Francja postanowiła połączyć sport z ideologią i piłkarze, na znak poparcia LGBT, biegali po boisku z tęczowymi numerami. Ale nie biegał Idrissa Gueye, który stwierdził, że jest to sprzeczne z jego wartościami. Spotkały go duże nieprzyjemności.
Mecz Montpellier z PSG odbył się dwa tygodnie temu i zakończył się wygraną paryżan 4:0, m.in. po dwóch bramkach słynnego Leo Messiego. Zamiast skupić się na futbolu, mecz postanowiono ogłosić jako spotkanie wsparcia dla LGBT. Piłkarze wystąpili z tęczowymi numerami na koszulkach, a wszem i wobec ogłaszano, że to akt sprzeciwu wobec homofobii. W ten sposób sport zszedł na dalszy plan, a francuskie media zamiast o boiskowych emocjach, wciąż mówią o skandalu związanym z tym spotkaniem.
Idrissa Gueye, senegalski piłkarz PSG, postanowił nie jechać na mecz z drużyną. - Nie zagrał z powodów osobistych. Nie jest kontuzjowany - mówił trener Mauricio Pochettino. Okazało się, że Gueye dowiedział się, że na mecz przygotowano specjalne koszulki z tęczowymi numerami i stwierdził, że to niezgodne z jego światopoglądem. Następnie odmówił udziału w meczu.
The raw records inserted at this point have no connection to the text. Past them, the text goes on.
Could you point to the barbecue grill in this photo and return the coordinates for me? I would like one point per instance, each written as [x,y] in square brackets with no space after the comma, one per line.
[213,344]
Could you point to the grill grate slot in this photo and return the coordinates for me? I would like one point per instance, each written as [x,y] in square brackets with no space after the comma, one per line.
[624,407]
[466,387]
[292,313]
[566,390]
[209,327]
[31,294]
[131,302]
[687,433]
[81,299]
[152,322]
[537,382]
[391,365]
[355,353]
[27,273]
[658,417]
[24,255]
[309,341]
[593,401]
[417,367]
Piłkarz stał się obiektem ataku "nowoczesnych środowisk" francuskich, nazywano go homofobem, a w sieci wypisywano groźby. Gueye, który jest muzułmaninem, otrzymał też wiele wyrazów wsparcia, m.in. od prezydenta Senegalu Macky'ego Sall'a. W Senegalu stał się bohaterem, bo postawił na swoim i nie dał się ponieść "głównemu nurtowi", we Francji - wiesza się na nim psy.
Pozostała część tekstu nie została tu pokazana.